Zones of material separation in simulations of cutting

FEM simulations of orthogonal cutting are reported in which both the Johnson Cook (JC) constitutive relation and the Johnson Cook separation (fracture or damage) criterion are used. Results demonstrate that the damaged regions, in which separation of material occurs at the tool tip, form thin boundary layers on the top of the machined surface and on the underside of the chip. Damage was calculated in terms of the parameters of the Johnson Cook fracture criterion appropriate for A2024-T351 aluminium alloy. The size of the damaged layers is some 35 mu m and appears to be independent of the uncut chip thickness to over the range investigated (50 < t(0) < 500 mu m). In most cases, the highly-damaged boundary layers make up only a very small proportion of the uncut chip thickness, so the deformation fields by which chips are formed are essentially the same as if the damage zone were absent.
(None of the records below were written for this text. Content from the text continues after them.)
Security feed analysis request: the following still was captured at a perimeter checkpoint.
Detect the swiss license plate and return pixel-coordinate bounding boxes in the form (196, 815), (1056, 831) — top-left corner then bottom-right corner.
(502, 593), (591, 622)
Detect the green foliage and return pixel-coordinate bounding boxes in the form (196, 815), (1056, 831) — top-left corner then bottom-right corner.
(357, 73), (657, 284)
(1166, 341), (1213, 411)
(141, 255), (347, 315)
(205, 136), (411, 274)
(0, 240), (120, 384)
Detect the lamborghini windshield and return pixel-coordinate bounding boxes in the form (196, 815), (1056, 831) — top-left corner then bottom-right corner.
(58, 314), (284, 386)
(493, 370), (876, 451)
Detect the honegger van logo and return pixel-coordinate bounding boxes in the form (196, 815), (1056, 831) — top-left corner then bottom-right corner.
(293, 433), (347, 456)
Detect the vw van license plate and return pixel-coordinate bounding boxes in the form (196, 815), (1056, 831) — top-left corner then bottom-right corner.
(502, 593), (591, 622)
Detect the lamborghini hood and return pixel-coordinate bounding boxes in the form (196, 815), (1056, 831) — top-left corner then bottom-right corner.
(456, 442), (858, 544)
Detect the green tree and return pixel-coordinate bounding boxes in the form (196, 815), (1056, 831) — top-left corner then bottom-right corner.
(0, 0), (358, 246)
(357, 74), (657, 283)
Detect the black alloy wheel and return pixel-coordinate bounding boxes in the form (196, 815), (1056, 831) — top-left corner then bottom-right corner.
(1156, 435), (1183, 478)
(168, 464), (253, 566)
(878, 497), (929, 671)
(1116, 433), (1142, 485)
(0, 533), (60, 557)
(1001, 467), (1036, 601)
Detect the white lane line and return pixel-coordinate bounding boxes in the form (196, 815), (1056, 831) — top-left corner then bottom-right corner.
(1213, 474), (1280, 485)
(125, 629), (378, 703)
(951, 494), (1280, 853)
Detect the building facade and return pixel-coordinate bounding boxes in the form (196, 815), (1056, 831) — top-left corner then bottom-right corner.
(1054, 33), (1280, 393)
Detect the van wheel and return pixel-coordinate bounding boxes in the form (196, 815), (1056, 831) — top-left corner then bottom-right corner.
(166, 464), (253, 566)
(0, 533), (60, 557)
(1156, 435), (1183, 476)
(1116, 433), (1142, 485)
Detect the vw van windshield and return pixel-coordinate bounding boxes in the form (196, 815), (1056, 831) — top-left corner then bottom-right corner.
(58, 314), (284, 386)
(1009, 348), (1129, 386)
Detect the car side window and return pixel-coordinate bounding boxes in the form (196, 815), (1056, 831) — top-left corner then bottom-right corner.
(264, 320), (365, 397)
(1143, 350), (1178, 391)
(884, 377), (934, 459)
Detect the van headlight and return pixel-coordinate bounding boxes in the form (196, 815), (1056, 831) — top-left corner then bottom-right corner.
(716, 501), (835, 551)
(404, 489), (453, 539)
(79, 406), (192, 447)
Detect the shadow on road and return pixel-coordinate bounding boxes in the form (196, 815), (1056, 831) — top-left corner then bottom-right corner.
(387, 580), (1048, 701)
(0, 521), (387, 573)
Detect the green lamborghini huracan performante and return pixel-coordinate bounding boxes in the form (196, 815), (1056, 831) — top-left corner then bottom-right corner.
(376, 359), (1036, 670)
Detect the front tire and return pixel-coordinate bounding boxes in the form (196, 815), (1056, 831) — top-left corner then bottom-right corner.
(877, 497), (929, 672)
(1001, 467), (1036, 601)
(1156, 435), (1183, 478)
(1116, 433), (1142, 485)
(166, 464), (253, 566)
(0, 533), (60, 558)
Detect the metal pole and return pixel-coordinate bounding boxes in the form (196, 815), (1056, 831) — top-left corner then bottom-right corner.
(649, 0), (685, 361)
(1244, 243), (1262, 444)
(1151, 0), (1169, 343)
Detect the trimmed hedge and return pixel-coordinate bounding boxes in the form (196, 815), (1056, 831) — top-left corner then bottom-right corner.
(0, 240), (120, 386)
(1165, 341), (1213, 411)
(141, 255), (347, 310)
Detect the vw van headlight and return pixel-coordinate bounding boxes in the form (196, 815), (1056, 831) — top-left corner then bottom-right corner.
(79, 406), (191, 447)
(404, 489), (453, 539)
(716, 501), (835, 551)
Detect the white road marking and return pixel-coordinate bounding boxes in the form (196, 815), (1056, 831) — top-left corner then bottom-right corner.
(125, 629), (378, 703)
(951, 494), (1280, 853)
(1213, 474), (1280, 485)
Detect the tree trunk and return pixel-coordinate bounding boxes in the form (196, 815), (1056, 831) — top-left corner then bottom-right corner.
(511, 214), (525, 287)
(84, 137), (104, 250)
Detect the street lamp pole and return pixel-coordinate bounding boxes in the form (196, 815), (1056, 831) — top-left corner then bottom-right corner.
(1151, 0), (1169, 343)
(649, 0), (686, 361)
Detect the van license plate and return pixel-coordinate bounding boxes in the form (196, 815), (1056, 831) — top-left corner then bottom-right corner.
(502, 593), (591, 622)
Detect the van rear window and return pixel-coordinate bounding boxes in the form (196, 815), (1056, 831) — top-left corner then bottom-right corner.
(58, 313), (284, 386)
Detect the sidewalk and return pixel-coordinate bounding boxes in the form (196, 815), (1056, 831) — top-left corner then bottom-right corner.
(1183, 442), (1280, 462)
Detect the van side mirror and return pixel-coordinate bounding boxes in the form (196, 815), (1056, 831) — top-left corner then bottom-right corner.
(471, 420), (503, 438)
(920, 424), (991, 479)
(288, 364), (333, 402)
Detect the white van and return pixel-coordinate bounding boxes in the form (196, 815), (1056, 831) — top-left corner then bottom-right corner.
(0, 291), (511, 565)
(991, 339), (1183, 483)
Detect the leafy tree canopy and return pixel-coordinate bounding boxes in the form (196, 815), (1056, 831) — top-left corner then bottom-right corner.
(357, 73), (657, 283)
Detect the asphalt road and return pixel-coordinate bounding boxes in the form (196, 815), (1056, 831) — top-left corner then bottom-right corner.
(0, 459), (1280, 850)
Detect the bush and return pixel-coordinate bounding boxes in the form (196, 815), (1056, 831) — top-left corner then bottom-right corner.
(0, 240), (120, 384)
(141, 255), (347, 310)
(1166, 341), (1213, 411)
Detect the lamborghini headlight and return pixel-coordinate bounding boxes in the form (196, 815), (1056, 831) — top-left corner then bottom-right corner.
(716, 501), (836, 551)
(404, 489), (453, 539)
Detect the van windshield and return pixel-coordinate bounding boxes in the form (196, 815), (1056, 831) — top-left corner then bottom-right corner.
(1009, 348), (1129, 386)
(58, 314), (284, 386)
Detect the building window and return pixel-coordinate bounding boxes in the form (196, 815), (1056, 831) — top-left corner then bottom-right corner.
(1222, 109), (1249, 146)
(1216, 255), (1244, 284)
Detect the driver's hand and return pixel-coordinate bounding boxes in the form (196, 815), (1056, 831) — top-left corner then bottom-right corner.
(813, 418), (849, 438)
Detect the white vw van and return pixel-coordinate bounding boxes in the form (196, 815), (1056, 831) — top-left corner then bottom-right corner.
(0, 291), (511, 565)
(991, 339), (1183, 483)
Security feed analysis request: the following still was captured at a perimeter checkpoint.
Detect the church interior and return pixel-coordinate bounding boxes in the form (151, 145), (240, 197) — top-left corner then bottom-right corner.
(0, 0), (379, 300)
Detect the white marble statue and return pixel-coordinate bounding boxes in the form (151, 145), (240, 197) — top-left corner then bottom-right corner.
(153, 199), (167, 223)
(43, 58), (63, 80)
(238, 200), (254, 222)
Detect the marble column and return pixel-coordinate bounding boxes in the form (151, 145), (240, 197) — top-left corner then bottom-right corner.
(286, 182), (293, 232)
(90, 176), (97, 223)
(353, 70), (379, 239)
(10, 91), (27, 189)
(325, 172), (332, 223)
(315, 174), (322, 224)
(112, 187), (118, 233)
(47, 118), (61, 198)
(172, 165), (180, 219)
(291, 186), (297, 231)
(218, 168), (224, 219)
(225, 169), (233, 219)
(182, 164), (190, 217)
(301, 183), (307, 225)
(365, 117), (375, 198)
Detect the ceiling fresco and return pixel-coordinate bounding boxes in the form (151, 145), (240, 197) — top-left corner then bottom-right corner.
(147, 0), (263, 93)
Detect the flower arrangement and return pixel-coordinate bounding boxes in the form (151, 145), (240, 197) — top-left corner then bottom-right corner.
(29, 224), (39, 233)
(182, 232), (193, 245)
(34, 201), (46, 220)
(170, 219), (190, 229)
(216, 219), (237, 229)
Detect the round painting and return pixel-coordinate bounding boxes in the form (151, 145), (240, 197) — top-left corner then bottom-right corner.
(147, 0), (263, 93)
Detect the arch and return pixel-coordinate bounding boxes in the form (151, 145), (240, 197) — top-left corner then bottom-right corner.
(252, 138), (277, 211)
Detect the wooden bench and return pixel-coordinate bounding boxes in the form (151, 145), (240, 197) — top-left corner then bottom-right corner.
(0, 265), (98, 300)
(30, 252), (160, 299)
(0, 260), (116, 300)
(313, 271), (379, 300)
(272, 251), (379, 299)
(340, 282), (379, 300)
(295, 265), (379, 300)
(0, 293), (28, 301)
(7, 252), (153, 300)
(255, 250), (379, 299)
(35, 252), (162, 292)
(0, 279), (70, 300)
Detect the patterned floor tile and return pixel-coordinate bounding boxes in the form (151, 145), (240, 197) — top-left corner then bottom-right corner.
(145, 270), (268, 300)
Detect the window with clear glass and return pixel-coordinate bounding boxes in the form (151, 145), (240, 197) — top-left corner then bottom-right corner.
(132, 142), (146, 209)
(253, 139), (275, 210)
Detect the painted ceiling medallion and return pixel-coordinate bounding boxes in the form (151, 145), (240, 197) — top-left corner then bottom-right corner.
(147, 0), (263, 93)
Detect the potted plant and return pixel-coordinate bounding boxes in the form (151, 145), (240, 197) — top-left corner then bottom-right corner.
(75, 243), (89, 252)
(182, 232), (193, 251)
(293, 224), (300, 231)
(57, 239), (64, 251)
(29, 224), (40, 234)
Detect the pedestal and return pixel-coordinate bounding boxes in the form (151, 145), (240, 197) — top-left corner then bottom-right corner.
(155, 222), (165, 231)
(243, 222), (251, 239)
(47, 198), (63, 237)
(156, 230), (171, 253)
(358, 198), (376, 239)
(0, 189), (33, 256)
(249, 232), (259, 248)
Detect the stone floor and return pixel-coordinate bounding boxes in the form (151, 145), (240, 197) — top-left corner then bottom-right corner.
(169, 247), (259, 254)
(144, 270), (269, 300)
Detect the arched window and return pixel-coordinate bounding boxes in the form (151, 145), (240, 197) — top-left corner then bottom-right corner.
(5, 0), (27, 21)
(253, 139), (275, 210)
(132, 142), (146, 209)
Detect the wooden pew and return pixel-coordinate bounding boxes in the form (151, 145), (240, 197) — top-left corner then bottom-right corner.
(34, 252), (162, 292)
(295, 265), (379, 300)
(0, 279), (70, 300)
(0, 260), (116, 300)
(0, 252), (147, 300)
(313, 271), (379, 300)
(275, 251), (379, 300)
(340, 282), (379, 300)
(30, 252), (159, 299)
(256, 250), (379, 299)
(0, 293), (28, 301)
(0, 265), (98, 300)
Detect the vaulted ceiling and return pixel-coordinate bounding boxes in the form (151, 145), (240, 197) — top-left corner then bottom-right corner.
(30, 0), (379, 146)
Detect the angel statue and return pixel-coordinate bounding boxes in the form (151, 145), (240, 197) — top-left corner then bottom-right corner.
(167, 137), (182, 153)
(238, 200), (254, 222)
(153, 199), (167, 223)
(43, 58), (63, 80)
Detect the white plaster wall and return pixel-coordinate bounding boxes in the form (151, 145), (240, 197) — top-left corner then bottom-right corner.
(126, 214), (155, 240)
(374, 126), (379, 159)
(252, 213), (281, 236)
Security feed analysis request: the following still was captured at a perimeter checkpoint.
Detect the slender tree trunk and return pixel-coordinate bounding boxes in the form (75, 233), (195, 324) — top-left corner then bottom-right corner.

The result explains the success of variables-separable algebraic models of cutting with continuous chips in which the component works of chip plasticity, friction and separation are uncoupled. The FEM simulations predict quasi-linear relations between cutting force and uncut chip thickness, with an intercept on the force axis. This is exactly what is found experimentally and is predicted by algebraic models of continuous chip cutting under the assumption of sharp tool tip, where the slope of the plot relates to the yield stress of the workpiece and the intercept to its fracture toughness. The fracture toughness and the parameters of the JC damage relation, along with the size of the boundary layers of damage, are shown to be related. (C) 2016 Elsevier Ltd. All rights reserved.